『とと姉ちゃん』心豊かな暮らしを
NHK朝の連続テレビ小説『とと姉ちゃん』が面白い。なんでも視聴率も記録更新しているらしい。たしかにここのところの展開はエキサイティングだ。
ドラマのモデルになっているのは、雑誌『暮らしの手帖』の創始者・大橋鎭子さん。この雑誌は、自分も幼少の頃祖母が愛読していた。当時、幼心に「なんだか昔っぽい雑誌だな〜」と思っていた。いまとなっては、時代が一周りして新しいデザインにみえる。
ホワイトスペースを贅沢にあしらった紙面レイアウトは、雑誌のコンセプトである「心豊かな生活」をそのまま表している。昔も今もまったくブレていない。しかしそれは頑固とは違う。人の本質は永遠に変わらないということ。むしろブレてコロコロ変わっているのは時代の流行の方だ。
ドラマの主人公・とと姉ちゃんは、どんなに悪環境に置かれても、前向きに乗り越えていき、周囲の人たちを味方にしてしまう。
とと姉ちゃんが最初に就職した先は、今で言うブラック企業。男女雇用均等法もない戦前、女性が働くだけで生意気とか言われてしまう。とても原始的な感じもするが、実情のブラック具合は現代とそれほど変わらない。
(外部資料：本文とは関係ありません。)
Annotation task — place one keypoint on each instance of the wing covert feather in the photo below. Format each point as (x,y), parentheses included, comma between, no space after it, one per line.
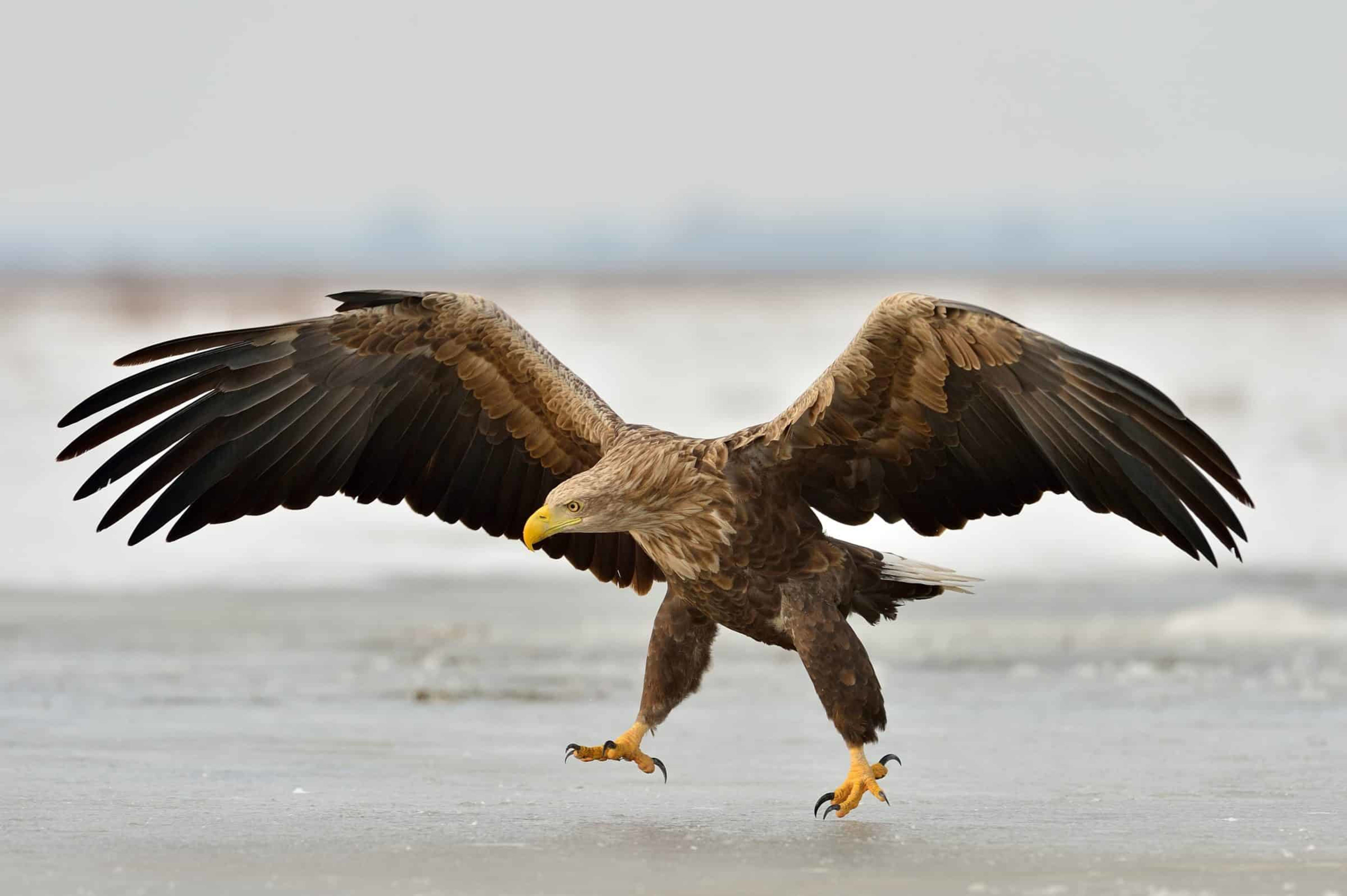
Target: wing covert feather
(939,413)
(436,399)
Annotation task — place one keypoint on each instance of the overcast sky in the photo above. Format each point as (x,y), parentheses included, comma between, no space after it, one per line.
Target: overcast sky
(317,112)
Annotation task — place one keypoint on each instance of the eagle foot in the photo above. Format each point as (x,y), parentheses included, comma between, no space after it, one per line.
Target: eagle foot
(625,747)
(861,779)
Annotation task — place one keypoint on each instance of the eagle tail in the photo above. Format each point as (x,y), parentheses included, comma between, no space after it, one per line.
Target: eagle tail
(885,581)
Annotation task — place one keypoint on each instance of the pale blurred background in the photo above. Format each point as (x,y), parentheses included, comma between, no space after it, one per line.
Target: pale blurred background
(694,208)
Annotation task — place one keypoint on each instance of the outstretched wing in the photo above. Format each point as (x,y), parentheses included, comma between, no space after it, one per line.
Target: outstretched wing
(939,413)
(438,399)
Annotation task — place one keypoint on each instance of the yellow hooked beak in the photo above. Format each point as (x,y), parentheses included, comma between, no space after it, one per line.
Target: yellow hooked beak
(542,526)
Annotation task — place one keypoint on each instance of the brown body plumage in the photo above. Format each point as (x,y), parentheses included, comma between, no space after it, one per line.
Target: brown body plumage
(937,414)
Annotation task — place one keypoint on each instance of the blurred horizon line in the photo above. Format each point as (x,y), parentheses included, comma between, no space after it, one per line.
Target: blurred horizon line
(1230,240)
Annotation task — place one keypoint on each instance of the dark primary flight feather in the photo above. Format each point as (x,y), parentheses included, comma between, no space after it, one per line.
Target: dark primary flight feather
(941,413)
(434,399)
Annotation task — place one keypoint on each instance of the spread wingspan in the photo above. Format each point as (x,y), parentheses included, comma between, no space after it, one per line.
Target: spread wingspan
(941,413)
(434,399)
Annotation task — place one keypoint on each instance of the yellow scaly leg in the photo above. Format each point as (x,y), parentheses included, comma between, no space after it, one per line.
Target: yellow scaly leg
(861,779)
(624,747)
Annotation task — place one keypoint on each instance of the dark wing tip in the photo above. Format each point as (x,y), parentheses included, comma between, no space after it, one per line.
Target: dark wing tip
(354,300)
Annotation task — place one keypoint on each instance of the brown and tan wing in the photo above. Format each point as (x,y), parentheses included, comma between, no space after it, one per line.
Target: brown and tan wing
(434,399)
(941,413)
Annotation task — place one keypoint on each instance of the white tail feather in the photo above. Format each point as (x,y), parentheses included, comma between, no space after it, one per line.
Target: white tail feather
(900,569)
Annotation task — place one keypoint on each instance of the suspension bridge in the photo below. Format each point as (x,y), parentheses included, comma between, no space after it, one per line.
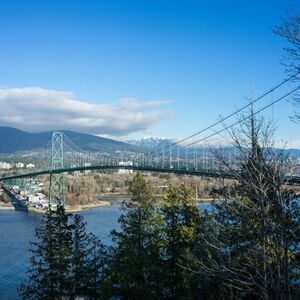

戦争を迎え、戦後の物資のない世の中。生きていくのもやっとの頃。そのまっただ中で、豊かな生活をイメージしていくのは至難の技。そんなの夢物語だと諦めてしまえばそれきりだが、その夢を大切にしていけば、それはいつか実現していく。目指しているのは、人間らしい生き方。
『暮らしの手帖』が示している生活は、お金をかけた豊かさではない。いかに心が豊かに生きてゆけるかの提示。とてもクリエイティブだ。
バブル時代は、金をいかにかけるかが豊かかと思われていた。とても下品な考えだ。いまでもお金さえかければいいと考えている人も多いのも事実。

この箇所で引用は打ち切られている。